Sunday, June 28, 2015

Why Circular Dependencies Between Java Packages are Bad?

No doubt, Circular dependencies between "Modules" (projects, jars, etc..) is BAD.
It has all the consequences which lead to problem in the areas like,

  • Maintainability
  • Re-usability
  • Testability
  • Compilation problems
  • Release and build problems
  • Domino defect
  • Memory leaks

But does it really matter when there are a circular dependencies between packages?

I was searching and reading about this, but i could not find an exact reasonable answer.
So the my opinion is, it's a design concern.

In the OO design principles (SOLID[1] principle) dependency is a major concern[2]. So when we design according to the OO model we should avoid circular dependencies.

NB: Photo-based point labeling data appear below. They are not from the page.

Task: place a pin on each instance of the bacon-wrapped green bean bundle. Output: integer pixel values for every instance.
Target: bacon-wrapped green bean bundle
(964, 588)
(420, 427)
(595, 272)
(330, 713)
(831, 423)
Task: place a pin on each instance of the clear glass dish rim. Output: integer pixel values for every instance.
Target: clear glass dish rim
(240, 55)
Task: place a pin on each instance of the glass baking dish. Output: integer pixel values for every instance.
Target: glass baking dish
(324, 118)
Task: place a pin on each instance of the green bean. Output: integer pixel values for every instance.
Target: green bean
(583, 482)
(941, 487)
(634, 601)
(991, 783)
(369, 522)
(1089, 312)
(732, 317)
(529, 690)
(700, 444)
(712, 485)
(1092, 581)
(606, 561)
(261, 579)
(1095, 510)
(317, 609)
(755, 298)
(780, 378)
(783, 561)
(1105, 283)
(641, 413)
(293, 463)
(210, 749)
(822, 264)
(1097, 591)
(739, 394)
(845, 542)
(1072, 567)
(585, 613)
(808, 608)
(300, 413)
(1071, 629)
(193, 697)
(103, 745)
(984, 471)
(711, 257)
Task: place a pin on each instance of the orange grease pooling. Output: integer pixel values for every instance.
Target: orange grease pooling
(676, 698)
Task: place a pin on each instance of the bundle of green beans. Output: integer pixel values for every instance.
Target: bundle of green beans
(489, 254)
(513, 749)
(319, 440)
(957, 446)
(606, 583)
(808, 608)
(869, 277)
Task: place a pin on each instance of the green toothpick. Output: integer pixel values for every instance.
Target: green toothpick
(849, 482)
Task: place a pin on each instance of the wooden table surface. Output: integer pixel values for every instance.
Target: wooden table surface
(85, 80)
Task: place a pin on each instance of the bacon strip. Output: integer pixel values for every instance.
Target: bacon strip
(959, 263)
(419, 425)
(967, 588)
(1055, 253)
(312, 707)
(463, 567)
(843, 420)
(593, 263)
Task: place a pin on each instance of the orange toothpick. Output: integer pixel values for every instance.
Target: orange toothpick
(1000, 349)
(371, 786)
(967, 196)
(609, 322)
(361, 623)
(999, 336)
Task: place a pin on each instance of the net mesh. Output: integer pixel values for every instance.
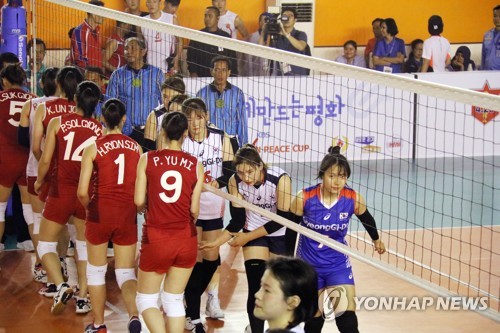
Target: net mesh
(422, 153)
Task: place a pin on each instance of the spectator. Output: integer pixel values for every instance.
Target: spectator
(200, 55)
(133, 7)
(414, 62)
(171, 7)
(462, 62)
(390, 51)
(86, 40)
(256, 65)
(161, 45)
(437, 52)
(231, 23)
(490, 55)
(370, 46)
(289, 39)
(113, 57)
(225, 102)
(138, 86)
(350, 57)
(36, 55)
(170, 88)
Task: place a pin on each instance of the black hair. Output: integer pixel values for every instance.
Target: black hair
(174, 125)
(14, 73)
(351, 42)
(392, 27)
(221, 58)
(192, 104)
(87, 96)
(290, 9)
(68, 79)
(296, 278)
(249, 154)
(334, 158)
(215, 9)
(175, 83)
(49, 81)
(179, 99)
(36, 41)
(435, 25)
(8, 57)
(113, 111)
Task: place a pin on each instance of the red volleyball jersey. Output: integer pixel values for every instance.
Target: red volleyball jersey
(115, 164)
(75, 133)
(172, 176)
(55, 108)
(11, 105)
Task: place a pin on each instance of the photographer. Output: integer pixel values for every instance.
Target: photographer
(285, 38)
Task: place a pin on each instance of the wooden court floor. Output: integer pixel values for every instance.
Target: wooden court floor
(23, 310)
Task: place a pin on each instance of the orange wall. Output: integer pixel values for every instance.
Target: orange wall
(465, 20)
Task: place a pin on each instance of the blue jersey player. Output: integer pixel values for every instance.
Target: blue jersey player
(327, 208)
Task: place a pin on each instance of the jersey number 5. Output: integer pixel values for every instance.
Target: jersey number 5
(176, 186)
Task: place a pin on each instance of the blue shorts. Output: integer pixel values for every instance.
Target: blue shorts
(210, 225)
(335, 275)
(275, 244)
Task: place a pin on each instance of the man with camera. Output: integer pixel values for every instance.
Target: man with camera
(280, 33)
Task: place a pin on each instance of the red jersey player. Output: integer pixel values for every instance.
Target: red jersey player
(66, 138)
(13, 157)
(172, 181)
(111, 213)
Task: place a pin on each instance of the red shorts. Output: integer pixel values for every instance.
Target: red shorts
(172, 249)
(13, 167)
(60, 209)
(119, 234)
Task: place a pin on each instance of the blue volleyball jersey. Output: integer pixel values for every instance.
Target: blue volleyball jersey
(330, 221)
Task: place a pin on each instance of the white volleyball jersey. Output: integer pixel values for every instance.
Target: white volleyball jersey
(160, 44)
(264, 196)
(210, 153)
(32, 166)
(226, 23)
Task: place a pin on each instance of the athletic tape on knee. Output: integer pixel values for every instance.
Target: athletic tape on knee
(173, 304)
(37, 220)
(46, 247)
(81, 250)
(146, 301)
(28, 214)
(96, 275)
(3, 208)
(123, 275)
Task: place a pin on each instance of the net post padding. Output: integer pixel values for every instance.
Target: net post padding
(466, 96)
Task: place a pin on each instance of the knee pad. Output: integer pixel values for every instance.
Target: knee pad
(146, 301)
(28, 214)
(37, 220)
(123, 275)
(44, 248)
(96, 275)
(347, 322)
(81, 249)
(72, 232)
(3, 208)
(173, 304)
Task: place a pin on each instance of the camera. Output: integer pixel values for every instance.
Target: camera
(273, 25)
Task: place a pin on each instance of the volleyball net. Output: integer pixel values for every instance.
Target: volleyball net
(424, 154)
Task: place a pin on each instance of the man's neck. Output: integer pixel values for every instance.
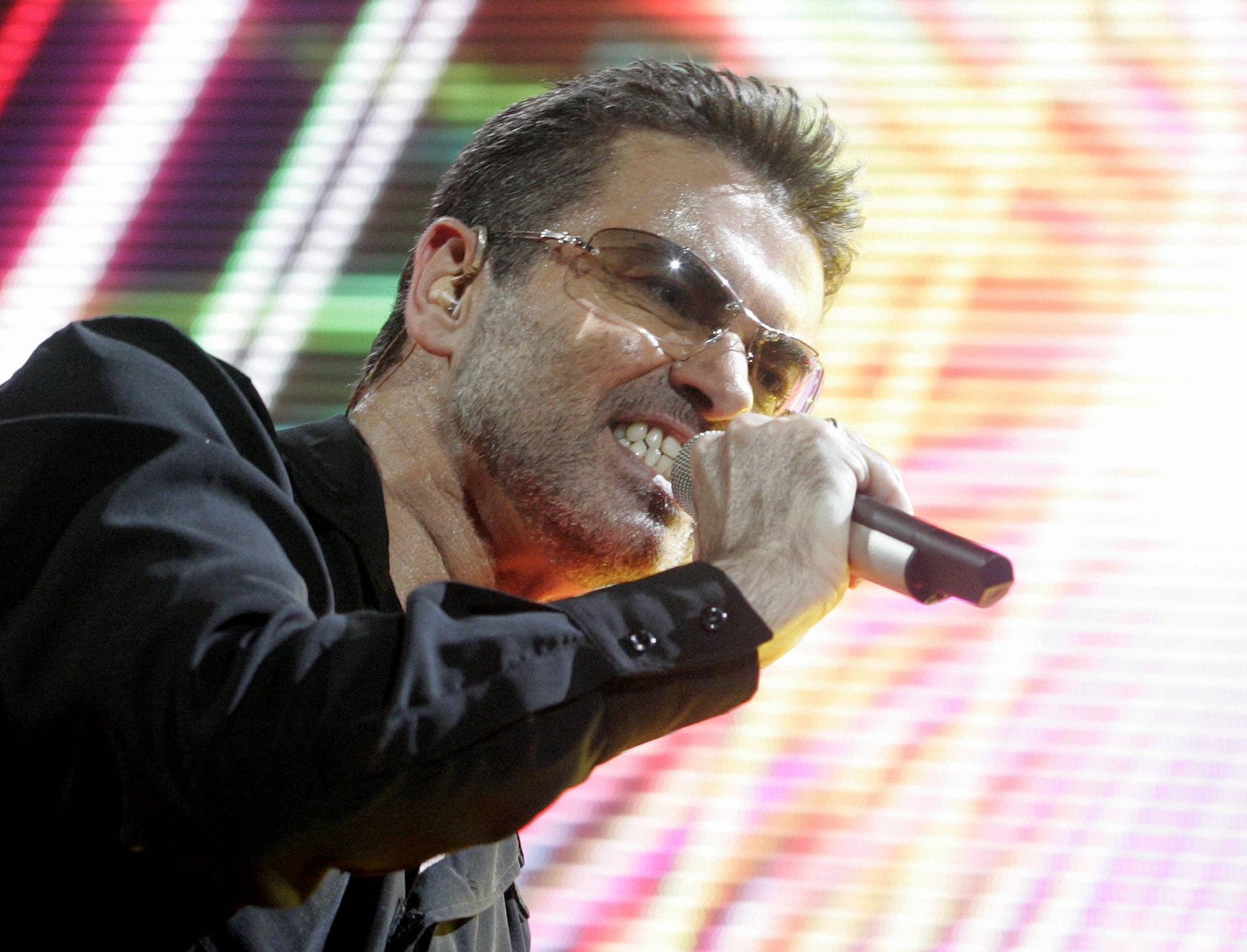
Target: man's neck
(446, 522)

Just imagine we are going to apart some packages form the program and maintain the program as a two different modules. Then the circular dependencies would make all the problem i mentioned for module dependencies. Therefore we can say circular dependencies reduces the extensibility of the program.

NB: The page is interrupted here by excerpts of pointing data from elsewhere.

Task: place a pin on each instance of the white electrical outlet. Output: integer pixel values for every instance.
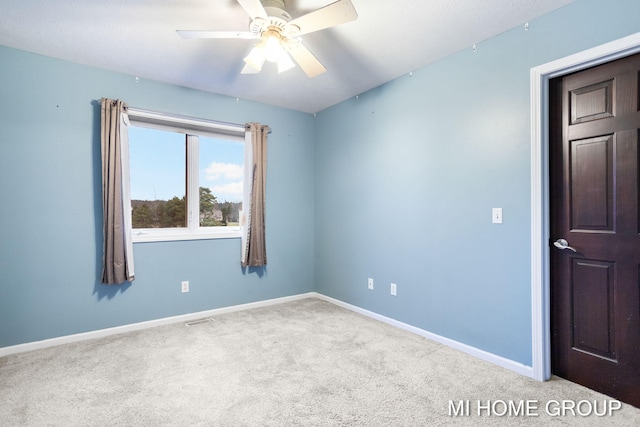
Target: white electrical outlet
(496, 215)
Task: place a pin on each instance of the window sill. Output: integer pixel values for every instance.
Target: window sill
(147, 236)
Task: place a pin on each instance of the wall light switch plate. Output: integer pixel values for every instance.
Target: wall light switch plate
(496, 215)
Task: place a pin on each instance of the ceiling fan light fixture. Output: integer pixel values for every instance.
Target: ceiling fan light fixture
(272, 46)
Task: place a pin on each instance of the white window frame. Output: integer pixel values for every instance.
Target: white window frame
(193, 128)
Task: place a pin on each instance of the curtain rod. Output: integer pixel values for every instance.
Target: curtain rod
(176, 118)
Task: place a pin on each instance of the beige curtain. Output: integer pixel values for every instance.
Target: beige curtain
(254, 251)
(116, 205)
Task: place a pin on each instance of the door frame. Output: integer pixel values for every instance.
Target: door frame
(540, 265)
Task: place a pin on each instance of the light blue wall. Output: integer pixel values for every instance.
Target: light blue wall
(407, 175)
(51, 213)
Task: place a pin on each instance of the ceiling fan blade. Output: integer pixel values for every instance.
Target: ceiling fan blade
(254, 9)
(334, 14)
(305, 59)
(187, 34)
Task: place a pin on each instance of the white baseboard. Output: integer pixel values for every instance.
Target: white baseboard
(473, 351)
(481, 354)
(37, 345)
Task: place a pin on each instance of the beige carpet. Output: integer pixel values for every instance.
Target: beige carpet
(304, 363)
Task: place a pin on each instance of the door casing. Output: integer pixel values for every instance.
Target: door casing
(540, 281)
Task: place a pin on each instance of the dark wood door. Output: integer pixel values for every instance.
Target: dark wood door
(594, 174)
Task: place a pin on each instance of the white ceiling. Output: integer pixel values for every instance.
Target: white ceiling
(390, 38)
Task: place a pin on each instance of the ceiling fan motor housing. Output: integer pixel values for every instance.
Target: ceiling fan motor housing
(278, 18)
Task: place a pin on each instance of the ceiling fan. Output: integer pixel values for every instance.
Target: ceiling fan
(279, 35)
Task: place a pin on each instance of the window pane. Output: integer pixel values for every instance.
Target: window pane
(158, 178)
(221, 176)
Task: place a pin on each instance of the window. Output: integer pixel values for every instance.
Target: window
(186, 177)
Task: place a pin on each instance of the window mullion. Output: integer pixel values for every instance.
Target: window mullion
(193, 194)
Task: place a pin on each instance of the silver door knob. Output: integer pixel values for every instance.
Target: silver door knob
(563, 244)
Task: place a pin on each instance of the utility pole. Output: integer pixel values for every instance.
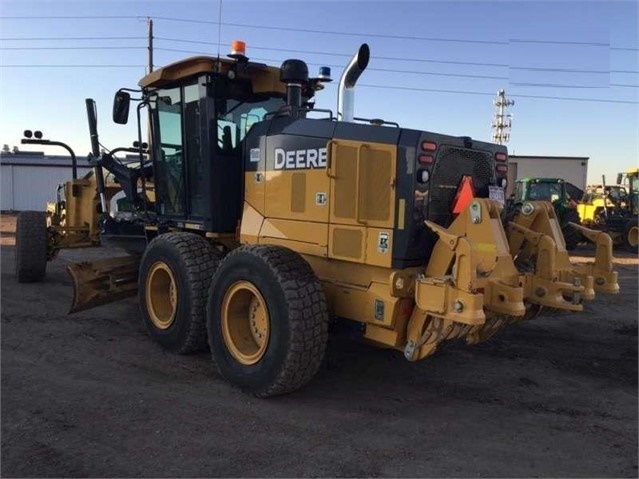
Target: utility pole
(501, 122)
(149, 22)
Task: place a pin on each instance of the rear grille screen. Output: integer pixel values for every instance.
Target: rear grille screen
(451, 165)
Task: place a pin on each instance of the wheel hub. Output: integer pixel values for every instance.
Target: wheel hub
(161, 295)
(245, 322)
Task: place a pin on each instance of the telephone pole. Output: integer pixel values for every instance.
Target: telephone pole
(501, 122)
(149, 22)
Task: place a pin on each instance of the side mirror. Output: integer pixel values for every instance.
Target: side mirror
(121, 104)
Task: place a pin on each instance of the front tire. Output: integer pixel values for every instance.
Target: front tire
(267, 320)
(31, 246)
(175, 273)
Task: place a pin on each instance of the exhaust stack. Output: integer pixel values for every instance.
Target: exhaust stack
(345, 94)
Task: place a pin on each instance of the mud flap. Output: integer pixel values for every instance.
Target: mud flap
(104, 281)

Packages are used to organize classes belonging to the same category or providing similar functionality[3]. When there is a circular dependency, according to my experience what i can say is, there should be components which represent a certain functionality or a category which can be re-organized to single package. Therefore if we are really following Java OO design guidelines, the circular dependencies should not be present.

Some programming languages (Eg: Go) don't allow circular dependencies (circular imports). But Java allows it. But we should pay the attention on proper OO design and avoid circles.